Muslim Americans’ contributions to U.S. popular culture are critical to the debate on the role of Islam in the United States, Hassan said. Artists use culture to define their identity as Muslim Americans as they struggle to define what it means to be Muslim and what it means to be American.

A series of performances, artist presentations and lectures will run through December, starting with performances of “Hijabi Monologues” at MSU and Grand Valley State University. In November, MSU, GVSU and the University of Michigan-Dearborn will host a screening of “The Taqwacores,” a film about a Muslim punk rock scene, followed by a lecture by the director. Also in November, a Muslim traveling concert tour will come to GVSU and (scene) Metrospace, an art and performance space in East Lansing.

And in the spring, “Migrations of Islam” will host a conference. All events are free and open to the public.

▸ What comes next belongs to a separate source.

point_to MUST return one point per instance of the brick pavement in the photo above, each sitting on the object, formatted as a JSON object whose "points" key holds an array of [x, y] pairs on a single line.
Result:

Hassan said materials generated by “Migrations of Islam” – videos, interviews, blogs and photos – will be housed on a new virtual resource called “Muslim Subjects,” which builds on the success of Islam, Muslims and Journalism Education. Muslim Studies faculty created IMAJE in 2009 to educate mass media on the reporting of Muslims and Islam.

Faculty members also are producing a feature-length documentary that will include footage of performances and interviews with participants and the public.

“The performances, forums, the website and the documentary will serve the double purpose of challenging the misrepresentation of Muslims as antithetical to American culture and also producing a platform for conversation about Muslim American self-expression,” Hassan said.